Modular monolith boundaries are discovered from how a business changes and runs, not from a preferred folder tree. A single deployable can contain genuinely autonomous business modules, but only when dependencies, data access, and decision rights are explicit. Renaming horizontal layers as modules does not remove coupling. The practical task is to find cohesive responsibilities that can change together while interacting through narrow, intentional contracts.
No single evidence source is trustworthy enough. Domain workshops reveal language and policy; version history reveals files that repeatedly change together; traces reveal calls that execute together; schemas reveal ownership conflicts; incidents reveal operational coupling; and team history reveals coordination cost.

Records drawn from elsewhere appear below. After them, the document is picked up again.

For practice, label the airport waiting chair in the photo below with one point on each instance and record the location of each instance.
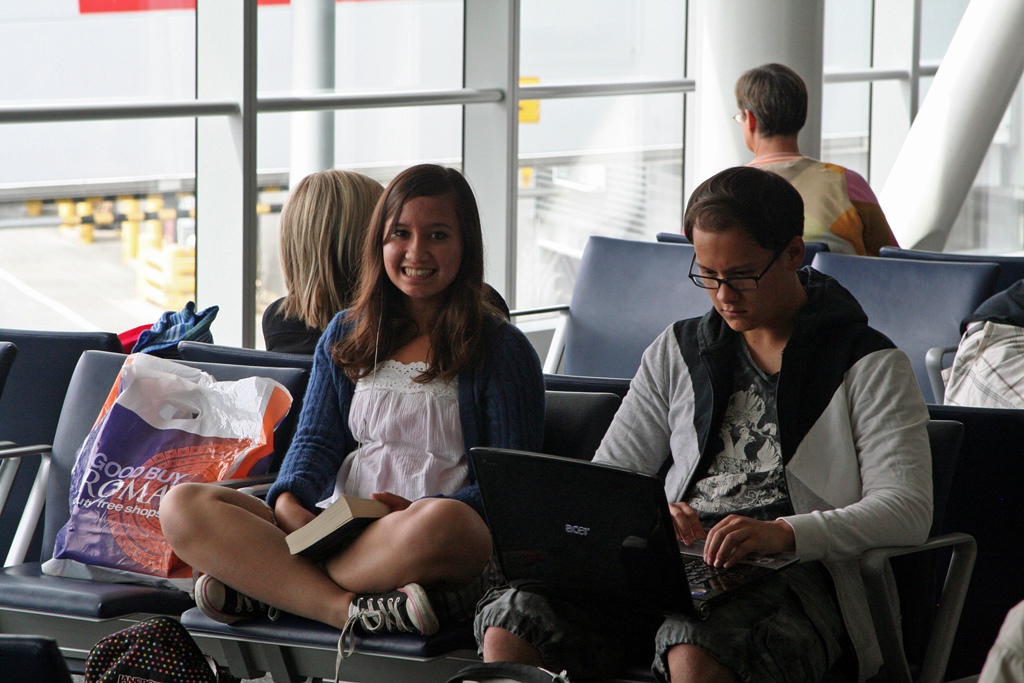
(1011, 270)
(30, 408)
(626, 294)
(293, 648)
(32, 659)
(986, 501)
(574, 422)
(1011, 267)
(918, 304)
(812, 247)
(7, 353)
(916, 643)
(78, 612)
(616, 385)
(236, 355)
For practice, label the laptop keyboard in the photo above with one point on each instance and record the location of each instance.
(700, 574)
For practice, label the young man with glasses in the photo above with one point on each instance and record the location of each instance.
(840, 208)
(779, 421)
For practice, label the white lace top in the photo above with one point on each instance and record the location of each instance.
(410, 435)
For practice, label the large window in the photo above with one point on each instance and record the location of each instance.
(94, 215)
(97, 135)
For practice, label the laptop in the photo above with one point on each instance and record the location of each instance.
(564, 525)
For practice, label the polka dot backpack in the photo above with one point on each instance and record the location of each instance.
(156, 650)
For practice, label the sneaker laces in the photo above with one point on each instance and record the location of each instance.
(345, 650)
(386, 615)
(245, 605)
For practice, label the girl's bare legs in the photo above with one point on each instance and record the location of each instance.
(231, 537)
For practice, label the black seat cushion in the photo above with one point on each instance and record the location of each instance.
(26, 587)
(299, 632)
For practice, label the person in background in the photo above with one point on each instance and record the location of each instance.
(778, 422)
(840, 208)
(323, 227)
(1005, 663)
(418, 371)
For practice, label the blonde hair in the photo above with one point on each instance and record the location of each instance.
(323, 231)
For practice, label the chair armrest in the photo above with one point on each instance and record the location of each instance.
(259, 489)
(933, 366)
(872, 569)
(557, 347)
(9, 450)
(558, 308)
(10, 458)
(246, 482)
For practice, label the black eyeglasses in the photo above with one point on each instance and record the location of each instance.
(744, 284)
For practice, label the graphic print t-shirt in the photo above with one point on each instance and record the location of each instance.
(747, 475)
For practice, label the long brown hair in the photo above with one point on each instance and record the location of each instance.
(382, 324)
(323, 231)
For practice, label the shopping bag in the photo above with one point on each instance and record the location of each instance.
(163, 424)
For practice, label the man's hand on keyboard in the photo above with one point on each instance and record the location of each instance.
(734, 538)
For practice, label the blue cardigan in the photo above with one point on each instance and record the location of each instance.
(501, 404)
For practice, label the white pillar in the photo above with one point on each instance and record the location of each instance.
(225, 169)
(727, 37)
(894, 103)
(940, 159)
(491, 131)
(312, 71)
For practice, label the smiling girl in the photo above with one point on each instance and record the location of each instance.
(404, 383)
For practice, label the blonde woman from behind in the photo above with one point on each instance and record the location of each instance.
(323, 229)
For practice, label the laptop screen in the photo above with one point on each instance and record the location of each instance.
(574, 526)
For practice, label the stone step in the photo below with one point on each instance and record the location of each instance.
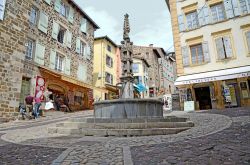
(78, 125)
(135, 120)
(118, 132)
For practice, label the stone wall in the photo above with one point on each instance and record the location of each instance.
(14, 32)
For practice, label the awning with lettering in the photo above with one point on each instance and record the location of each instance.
(223, 74)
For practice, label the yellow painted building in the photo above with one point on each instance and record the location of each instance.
(140, 71)
(212, 46)
(105, 69)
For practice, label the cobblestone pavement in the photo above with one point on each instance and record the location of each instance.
(219, 137)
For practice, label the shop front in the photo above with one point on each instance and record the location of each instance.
(76, 94)
(216, 90)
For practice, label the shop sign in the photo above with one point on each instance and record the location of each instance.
(215, 78)
(40, 87)
(189, 106)
(2, 8)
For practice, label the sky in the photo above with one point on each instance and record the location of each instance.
(150, 21)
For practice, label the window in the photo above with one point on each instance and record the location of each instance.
(33, 16)
(192, 20)
(109, 61)
(60, 36)
(135, 68)
(82, 48)
(64, 10)
(218, 13)
(59, 62)
(109, 48)
(248, 40)
(197, 54)
(224, 47)
(244, 7)
(30, 49)
(109, 78)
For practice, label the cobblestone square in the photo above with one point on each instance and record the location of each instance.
(219, 137)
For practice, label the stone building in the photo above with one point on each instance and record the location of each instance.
(161, 70)
(140, 72)
(105, 68)
(212, 46)
(45, 44)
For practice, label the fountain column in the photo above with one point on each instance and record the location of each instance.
(127, 77)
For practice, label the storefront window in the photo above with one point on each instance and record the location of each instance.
(244, 89)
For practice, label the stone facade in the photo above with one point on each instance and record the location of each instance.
(220, 77)
(16, 32)
(161, 77)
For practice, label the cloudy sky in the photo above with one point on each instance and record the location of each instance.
(149, 20)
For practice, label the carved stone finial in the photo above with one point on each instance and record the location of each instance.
(126, 27)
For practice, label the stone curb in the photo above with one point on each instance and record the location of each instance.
(127, 158)
(62, 156)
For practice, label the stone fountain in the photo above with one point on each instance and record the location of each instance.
(126, 116)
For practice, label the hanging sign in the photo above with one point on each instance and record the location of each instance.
(2, 8)
(40, 87)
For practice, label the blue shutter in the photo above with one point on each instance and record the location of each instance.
(206, 51)
(181, 23)
(236, 7)
(57, 5)
(206, 12)
(201, 17)
(185, 56)
(228, 8)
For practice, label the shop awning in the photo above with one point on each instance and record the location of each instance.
(223, 74)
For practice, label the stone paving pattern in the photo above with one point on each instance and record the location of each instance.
(219, 137)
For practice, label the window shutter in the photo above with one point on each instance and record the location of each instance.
(88, 52)
(67, 66)
(57, 6)
(201, 17)
(181, 23)
(71, 15)
(47, 1)
(52, 63)
(219, 48)
(228, 8)
(236, 7)
(82, 72)
(55, 30)
(43, 22)
(248, 40)
(206, 14)
(39, 55)
(185, 56)
(206, 51)
(248, 5)
(84, 25)
(78, 45)
(228, 46)
(69, 39)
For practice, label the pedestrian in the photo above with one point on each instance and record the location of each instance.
(36, 107)
(29, 104)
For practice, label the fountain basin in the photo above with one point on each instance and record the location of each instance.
(128, 109)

The method below combines those signals, records disagreements, and tests a candidate boundary before a costly extraction or reorganization.
Define what a useful module boundary must achieve
Begin with outcomes. A module should own a recognizable business capability, expose a small public interface, protect its internal model, and have an accountable team. It may share a process and deployment pipeline with other modules, yet its internal types and tables should not become an informal common library. Microsoft’s guidance on common web application architectures distinguishes a monolithic deployment from an all-in-one internal design: one deployment can still use projects, dependency inversion, and testable separation.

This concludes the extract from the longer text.